Инокулированный агар с дисками помещают в суховоздушный термостат, где осуществляют инкубацию при 37°С, периодически (1 раз в час, начиная с третьего часа инкубации) просматривая чашки на предмет появления визуально заметного роста.

При появлении роста оценивают диаметр зон задержки роста микроорганизмов вокруг дисков с антибиотиками. Наличие зоны задержки роста указывает на активность тестируемого препарата, причем диаметр данной зоны пропорционален уровню активности тестируемого антибиотика. Отсутствие зоны задержки роста свидетельствует об устойчивости возбудителя бактериемии к данному антибиотику.

Пример.

Больной К., 29 лет, на фоне клинической картины системного воспаления выявлена положительная гемокультура. При микроскопическом исследовании положительной гемокультуры с окраской по Граму визуализированы грамотрицательные палочки, начата антибиотикотерапия меропенемом.

Непосредственно из первичной бульонной гемокультуры была приготовлена бактериальная суспензия плотностью 0,5 стандарта мутности по McFarland, которой был инокулирован питательный агар Мюллера-Хинтона, после чего на его поверхность были помещены бумажные диски с тестируемыми антибиотиками (цефуроксим, цефтриаксон, цефтазидим, цефоперазон/сульбактам, цефепим, эртапенем, имипенем, меропенем, дорипенем, полимиксин, ципрофлоксацин, левофлоксацин, амикацин). Через 3 ч инкубации образца в суховоздушном термостате при 37°С визуально отмечено появление зон задержки роста бактериальной культуры вокруг дисков с полимиксином и амикацином.
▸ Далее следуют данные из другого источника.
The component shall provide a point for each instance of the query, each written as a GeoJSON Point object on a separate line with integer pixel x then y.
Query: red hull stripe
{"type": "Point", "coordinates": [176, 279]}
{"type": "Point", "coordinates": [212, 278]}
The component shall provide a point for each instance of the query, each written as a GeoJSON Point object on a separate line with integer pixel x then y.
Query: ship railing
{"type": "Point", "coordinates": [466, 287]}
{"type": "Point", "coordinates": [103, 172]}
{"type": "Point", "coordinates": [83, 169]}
Зоны задержки роста бактериальной культуры вокруг дисков с цефуроксимом, цефтриаксоном, цефтазидимом, цефоперазоном/сульбактамом, цефепимом, эртапенемом, имипенемом, меропенемом, дорипенемом, ципрофлоксацином и левофлоксацином отсутствовали. Антибиотикотерапия меропенемом признана неэффективной, произведена замена антибиотика на полимиксин с последующей положительной динамикой состояния пациента.

Описанный пример подтверждает точность определения чувствительности бактериальных гемокультур к антибиотикам в условиях сокращения времени исследования.

Способ определения чувствительности бактериальных гемокультур к антибиотикам, включающий приготовление бактериальной суспензии, инокуляцию ей питательной среды и инкубацию, отличающийся тем, что для приготовления бактериальной суспензии с плотностью 0,5 стандарта мутности по McFarland используют непосредственно первичную бульонную гемокультуру, приготовленной суспензией инокулируют питательный агар Мюллера-Хинтона, через 10 мин после инокуляции на поверхность агара Мюллера-Хинтона помещают бумажные диски с тестируемыми антибиотиками и инкубируют при 37°С в суховоздушном термостате до появления визуально заметного роста, оценивают диаметр зон задержки роста микроорганизмов вокруг дисков с антибиотиками, определяя устойчивость возбудителя бактериемии к тестируемому антибиотику при выявлении зоны задержки роста, диаметр которой пропорционален уровню активности тестируемого антибиотика.